Si, plus globalement, le rap a longtemps consisté à documenter des luttes économiques et sociales, il y a un élément essentiel que les autorités oublient en raison d’un manque cruel de connaissance sur cette musique : qu’en est-il de l’exercice de performance lyricale inhérent au genre même ? Comme le disait le membre de D12 Bizarre sur l’intro de « When the music stops » avec Eminem, « Music, reality, sometimes it’s hard to tell the difference ». La police est-elle en capacité de distinguer un texte qui glorifie la violence de celui qui l’incite ou de celui qui ne fait que la décrire ?
La drill se veut être descriptive d’une réalité certes sombre et violente, presque électrique. Les rappeurs ne sont que les voix off d’un documentaire relatant un contexte socio-économique qui leur est défavorable. À la croisée des dominations raciales et sociétales, la drill est un rappel à la rue, la vraie, et les clips tournés au sein même des quartiers en sont d’ailleurs l’écho. Ici, pas de belles voitures ni de belles femmes : face à un public avide d’authenticité, les crews se filment dans des scènes de vie quotidienne à l’instar des clips de gangsta rap des années 90, le soleil californien en moins.

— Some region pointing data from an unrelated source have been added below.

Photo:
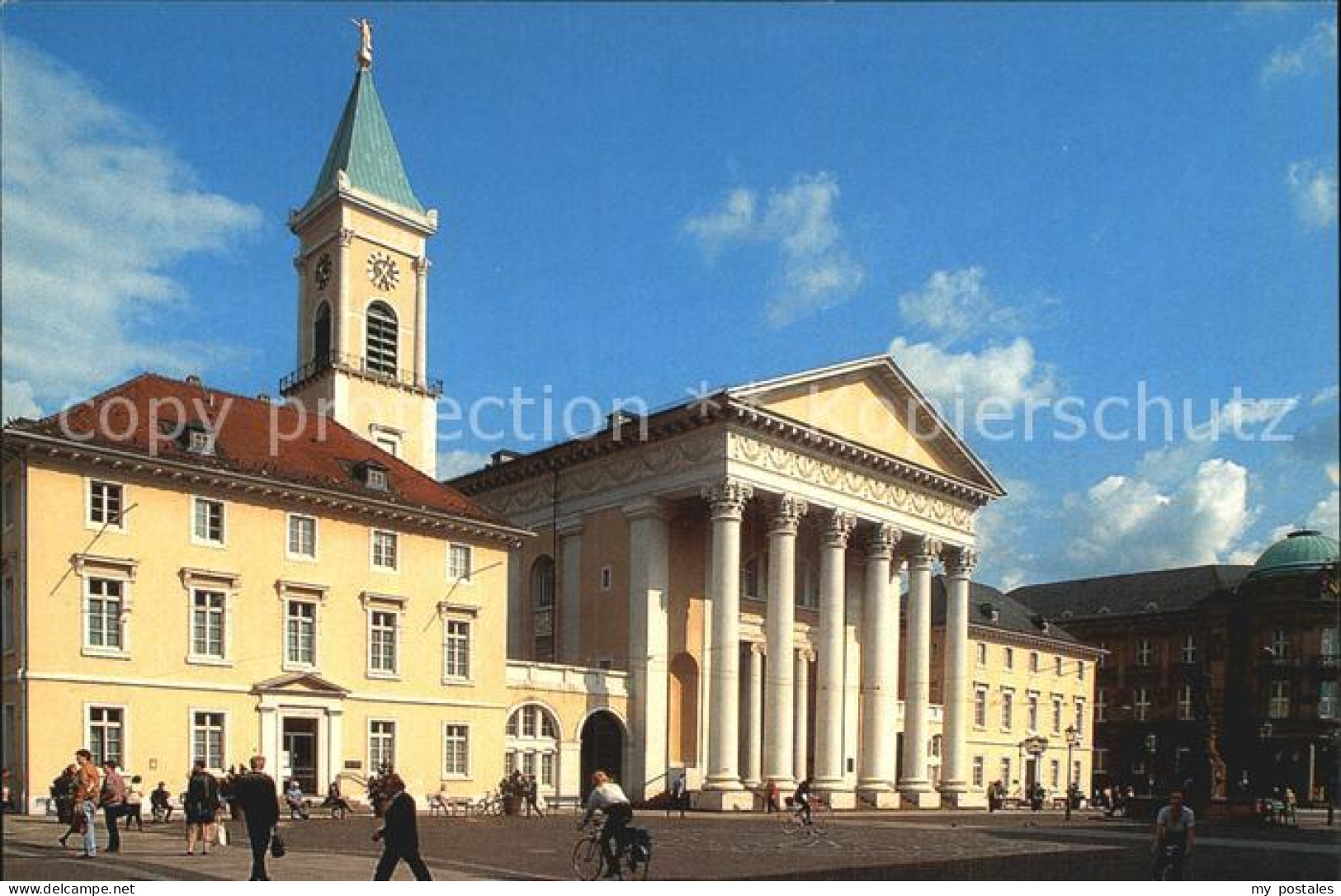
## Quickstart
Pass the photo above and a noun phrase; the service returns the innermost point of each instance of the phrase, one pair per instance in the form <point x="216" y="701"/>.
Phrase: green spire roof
<point x="365" y="150"/>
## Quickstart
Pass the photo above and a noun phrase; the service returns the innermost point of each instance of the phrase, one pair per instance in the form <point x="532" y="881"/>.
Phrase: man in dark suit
<point x="255" y="793"/>
<point x="400" y="833"/>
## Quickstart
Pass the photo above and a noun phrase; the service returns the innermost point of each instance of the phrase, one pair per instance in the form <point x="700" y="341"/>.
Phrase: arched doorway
<point x="684" y="710"/>
<point x="602" y="747"/>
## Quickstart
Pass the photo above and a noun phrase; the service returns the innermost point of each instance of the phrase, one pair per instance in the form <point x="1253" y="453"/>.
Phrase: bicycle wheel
<point x="588" y="860"/>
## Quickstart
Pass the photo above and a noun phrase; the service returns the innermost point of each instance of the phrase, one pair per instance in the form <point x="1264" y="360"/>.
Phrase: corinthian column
<point x="779" y="630"/>
<point x="915" y="785"/>
<point x="754" y="715"/>
<point x="723" y="790"/>
<point x="954" y="784"/>
<point x="802" y="713"/>
<point x="829" y="771"/>
<point x="879" y="672"/>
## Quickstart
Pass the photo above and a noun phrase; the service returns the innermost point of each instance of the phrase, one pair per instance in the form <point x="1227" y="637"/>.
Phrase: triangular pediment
<point x="300" y="683"/>
<point x="873" y="404"/>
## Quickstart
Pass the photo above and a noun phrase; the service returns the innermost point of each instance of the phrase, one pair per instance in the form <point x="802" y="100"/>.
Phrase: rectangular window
<point x="456" y="750"/>
<point x="208" y="521"/>
<point x="207" y="624"/>
<point x="302" y="537"/>
<point x="1141" y="703"/>
<point x="1184" y="703"/>
<point x="1280" y="705"/>
<point x="207" y="738"/>
<point x="456" y="649"/>
<point x="105" y="503"/>
<point x="103" y="604"/>
<point x="1144" y="653"/>
<point x="384" y="549"/>
<point x="300" y="634"/>
<point x="381" y="745"/>
<point x="381" y="641"/>
<point x="459" y="563"/>
<point x="107" y="735"/>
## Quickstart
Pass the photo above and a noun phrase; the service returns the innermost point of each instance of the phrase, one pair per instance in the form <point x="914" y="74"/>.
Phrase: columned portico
<point x="779" y="628"/>
<point x="879" y="672"/>
<point x="915" y="784"/>
<point x="829" y="692"/>
<point x="723" y="788"/>
<point x="954" y="784"/>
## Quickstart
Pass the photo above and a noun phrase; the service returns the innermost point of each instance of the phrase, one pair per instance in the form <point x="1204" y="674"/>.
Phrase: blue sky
<point x="1021" y="201"/>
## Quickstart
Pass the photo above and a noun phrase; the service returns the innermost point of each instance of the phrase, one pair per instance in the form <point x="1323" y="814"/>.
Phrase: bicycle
<point x="793" y="817"/>
<point x="633" y="856"/>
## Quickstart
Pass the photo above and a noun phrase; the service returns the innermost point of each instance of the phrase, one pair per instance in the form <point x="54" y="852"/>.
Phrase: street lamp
<point x="1073" y="739"/>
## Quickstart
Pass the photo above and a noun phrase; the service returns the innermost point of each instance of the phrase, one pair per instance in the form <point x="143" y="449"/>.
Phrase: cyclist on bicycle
<point x="607" y="797"/>
<point x="800" y="799"/>
<point x="1175" y="833"/>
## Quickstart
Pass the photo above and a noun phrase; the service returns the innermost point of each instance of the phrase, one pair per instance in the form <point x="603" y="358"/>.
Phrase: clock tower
<point x="362" y="287"/>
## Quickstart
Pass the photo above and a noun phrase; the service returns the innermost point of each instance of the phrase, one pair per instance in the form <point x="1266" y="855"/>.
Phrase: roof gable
<point x="873" y="404"/>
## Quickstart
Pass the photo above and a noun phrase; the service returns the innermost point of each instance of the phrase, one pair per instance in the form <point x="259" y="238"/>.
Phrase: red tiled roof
<point x="144" y="415"/>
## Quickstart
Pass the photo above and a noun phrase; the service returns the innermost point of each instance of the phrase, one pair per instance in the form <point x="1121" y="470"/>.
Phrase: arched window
<point x="322" y="336"/>
<point x="382" y="338"/>
<point x="542" y="608"/>
<point x="532" y="746"/>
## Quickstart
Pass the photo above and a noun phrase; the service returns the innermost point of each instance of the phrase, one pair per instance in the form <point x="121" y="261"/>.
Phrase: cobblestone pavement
<point x="866" y="846"/>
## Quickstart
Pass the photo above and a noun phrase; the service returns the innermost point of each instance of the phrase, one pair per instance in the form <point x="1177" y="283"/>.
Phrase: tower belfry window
<point x="381" y="340"/>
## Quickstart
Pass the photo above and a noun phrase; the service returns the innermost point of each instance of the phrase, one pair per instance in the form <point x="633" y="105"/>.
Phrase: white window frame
<point x="125" y="729"/>
<point x="396" y="550"/>
<point x="223" y="522"/>
<point x="289" y="538"/>
<point x="452" y="574"/>
<point x="223" y="737"/>
<point x="120" y="526"/>
<point x="394" y="735"/>
<point x="448" y="774"/>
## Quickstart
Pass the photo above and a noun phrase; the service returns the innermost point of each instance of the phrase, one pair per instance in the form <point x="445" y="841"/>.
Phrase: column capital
<point x="961" y="563"/>
<point x="881" y="540"/>
<point x="785" y="514"/>
<point x="727" y="498"/>
<point x="922" y="550"/>
<point x="838" y="525"/>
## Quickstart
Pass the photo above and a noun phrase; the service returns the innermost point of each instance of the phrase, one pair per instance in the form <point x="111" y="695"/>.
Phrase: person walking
<point x="399" y="833"/>
<point x="135" y="799"/>
<point x="201" y="806"/>
<point x="86" y="801"/>
<point x="532" y="797"/>
<point x="111" y="797"/>
<point x="259" y="803"/>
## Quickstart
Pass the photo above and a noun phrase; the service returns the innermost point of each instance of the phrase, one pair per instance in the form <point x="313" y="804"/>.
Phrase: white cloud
<point x="97" y="211"/>
<point x="815" y="270"/>
<point x="457" y="463"/>
<point x="1312" y="53"/>
<point x="1002" y="375"/>
<point x="1324" y="396"/>
<point x="1313" y="186"/>
<point x="956" y="304"/>
<point x="1152" y="521"/>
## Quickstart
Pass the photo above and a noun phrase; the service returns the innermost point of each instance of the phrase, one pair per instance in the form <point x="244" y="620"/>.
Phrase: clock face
<point x="382" y="271"/>
<point x="323" y="271"/>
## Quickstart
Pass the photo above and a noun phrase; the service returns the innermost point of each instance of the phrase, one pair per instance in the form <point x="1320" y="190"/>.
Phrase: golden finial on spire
<point x="365" y="43"/>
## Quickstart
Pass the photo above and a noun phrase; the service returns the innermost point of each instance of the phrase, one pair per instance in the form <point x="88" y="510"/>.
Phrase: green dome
<point x="1298" y="551"/>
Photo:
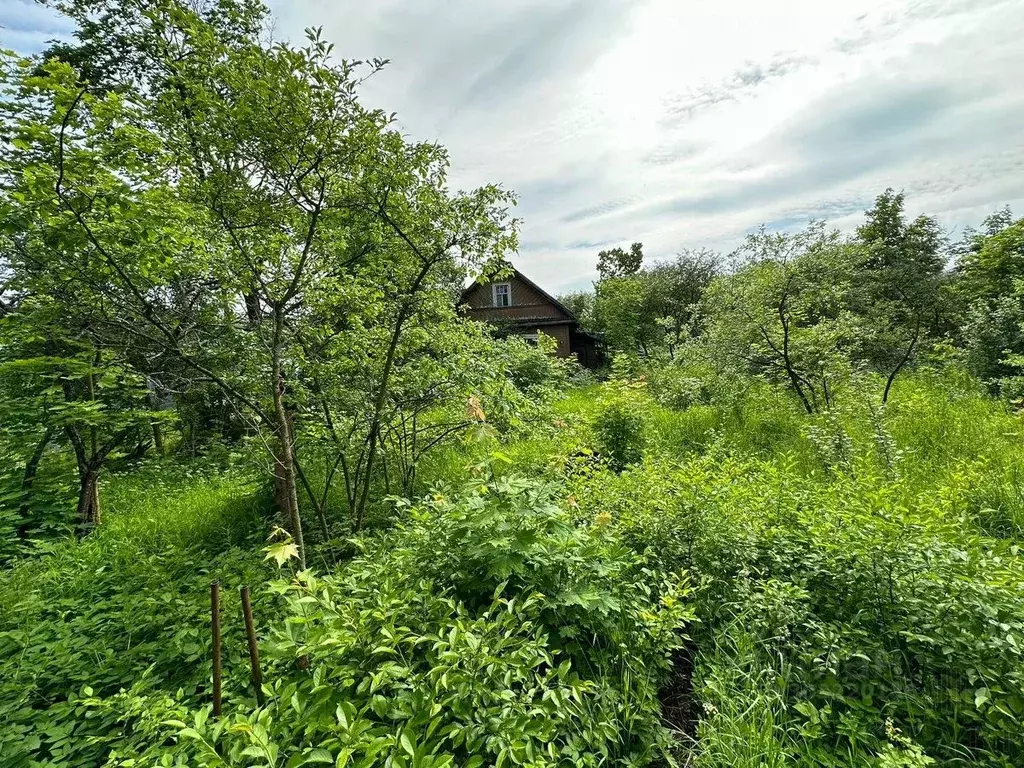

Le rappeur AM du collectif 410 affirmait au journaliste Dan Hancox pour The Guardian : « Nous allons continuer à pousser la musique, jusqu’à ce que quelque chose soit fait sur les problèmes réels. ». De la même façon, MC Abra Cadabra confirme que la drill n’est qu’une représentation d’un quotidien vécu par de nombreux jeunes et que cette censure n’est qu’un moyen de détourner l’attention d’une politique qui abandonne les quartiers défavorisés. Des domaines comme l’éducation nécessiteraient des actions plus immédiates. Certaines écoles ont par exemple pris l’habitude d’exclure les enfants vulnérables ou difficiles pour garantir des bons résultats dans leurs établissements, les privant d’une possible voie de réussite et leur ouvrant un autre chemin : celui d’une vie de crime.
En visant la musique plutôt que les sources réelles du problème, les autorités publiques témoignent d’un réel manque de volonté pour comprendre l’attrait de cette jeunesse désabusée pour la drill. En 2016, le responsable de la police Duncan Bell déclarait : « Nous parlerons probablement dans 30 ou 40 ans des problèmes sociaux sous-jacents de la violence. Ce sont ces problèmes qui nécessitent un changement de politiques sérieux et sur lesquels nous devrions nous concentrer. Je doute sincèrement que nous débattions de l’influence et des effets de la drill dans trois décennies. » Et si, en France, les événements sont heureusement moins tragiques, le traitement politico-médiatique des faits liés de près ou de loin au rap soulève tout autant les mêmes questions. Et il parait impossible de comprendre ces événements si les politiques et les médias persistent à ignorer le contexte historique et social dans lequel ils s’inscrivent. Pas de meilleure façon de conclure que cette ligne du rappeur Ali : « Ceux dont les yeux n’ont vu de la vie que distraction diront que notre science est fiction. ».